When other variables were kept constant, a one-unit increase in foot care score created a 3.31 unit increase in care dependency score. The coefficient was significant. This result is consistent with previous a study (45). This study by Erkoç and his friends, which evaluates the foot care behaviors of older adults, shows that elderly people wash their feet every day, use warm water while washing their feet, dry their feet and toes after each wash, cut their toenails superficially and flatly, and use appropriate socks and shoes. showed.
Conclusions
Elderly individuals with diabetes have a care dependency problem, especially in terms of memory, memory and mobility dimensions, and cannot perform exercise and self-care activities. As the foot care, general diet and special diet self-care activities scores increased, the care dependency score increased, as well. According to these findings, it is important to give importance and priority to exercise and memory dimensions when planning the care of elderly people with diabetes. The findings can be used to improve diabetes care for elderly patients. Assessment of diabetes self-care activities and dependency levels in older adults and knowledge of modifiable factors related to care dependency can be used in planning personalized diabetes management.
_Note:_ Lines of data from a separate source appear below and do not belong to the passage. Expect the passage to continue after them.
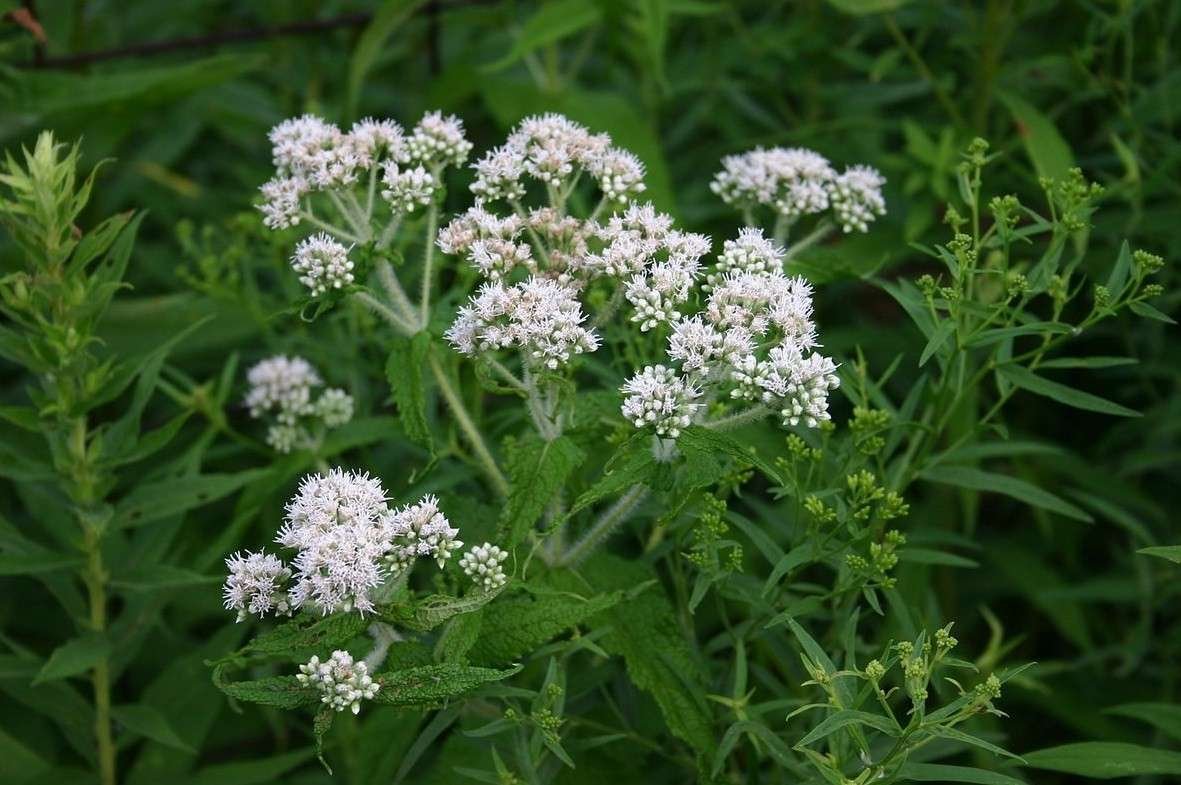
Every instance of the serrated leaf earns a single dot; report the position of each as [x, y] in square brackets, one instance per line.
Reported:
[944, 773]
[148, 721]
[308, 633]
[404, 372]
[516, 626]
[550, 23]
[1106, 759]
[1142, 308]
[1046, 149]
[431, 612]
[280, 692]
[435, 684]
[977, 479]
[708, 440]
[845, 718]
[537, 470]
[1026, 379]
[74, 656]
[946, 732]
[1165, 717]
[163, 498]
[1172, 553]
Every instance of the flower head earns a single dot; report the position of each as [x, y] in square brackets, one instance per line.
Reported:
[282, 385]
[323, 265]
[539, 316]
[256, 584]
[659, 398]
[482, 564]
[339, 524]
[341, 681]
[437, 141]
[857, 197]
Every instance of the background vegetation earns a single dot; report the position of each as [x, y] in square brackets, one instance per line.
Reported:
[904, 86]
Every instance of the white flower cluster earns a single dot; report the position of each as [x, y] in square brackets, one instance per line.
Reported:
[482, 564]
[659, 398]
[323, 265]
[797, 182]
[343, 682]
[256, 584]
[554, 151]
[281, 386]
[754, 341]
[658, 263]
[347, 543]
[541, 318]
[539, 262]
[312, 155]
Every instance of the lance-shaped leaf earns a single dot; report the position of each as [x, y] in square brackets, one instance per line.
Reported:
[435, 684]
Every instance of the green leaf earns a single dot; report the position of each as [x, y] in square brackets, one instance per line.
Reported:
[1026, 379]
[1089, 361]
[946, 732]
[404, 372]
[280, 692]
[977, 479]
[169, 497]
[149, 723]
[435, 684]
[391, 14]
[1046, 149]
[935, 342]
[1165, 717]
[1118, 276]
[704, 439]
[1172, 553]
[431, 612]
[997, 334]
[630, 465]
[1142, 308]
[254, 772]
[537, 470]
[1106, 759]
[162, 576]
[74, 656]
[308, 633]
[944, 773]
[550, 23]
[516, 626]
[845, 718]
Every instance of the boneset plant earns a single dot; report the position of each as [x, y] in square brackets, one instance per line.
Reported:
[78, 447]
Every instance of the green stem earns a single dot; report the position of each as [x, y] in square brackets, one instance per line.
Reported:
[483, 455]
[605, 524]
[432, 218]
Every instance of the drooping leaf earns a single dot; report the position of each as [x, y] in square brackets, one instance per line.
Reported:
[74, 656]
[404, 372]
[435, 684]
[515, 626]
[148, 721]
[1026, 379]
[537, 470]
[978, 479]
[1106, 759]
In addition, it is recommended to repeat this study in the elderly with diabetes who have different physiological profiles (in hospital, at home).
Study limitations
The results of this study, which was conducted in a local center, cannot be generalized to the whole universe.
Conflict of interest
The authors of this paper have no conflicts of interest.
Authors’ contributions
All authors contributed extensively to the work presented in this manuscript. Sevgi Kızılcı supervised the study and drafted the manuscript; Sevgi Kızılcı and Emine Ekici revised the manuscript critically for important intellectual content. We confirm that the manuscript has been read and approved by all named authors and that there are no other persons who satisfied the criteria for authorship but are not listed. We further confirm that the order of authors listed in the manuscript has been approved by all of us.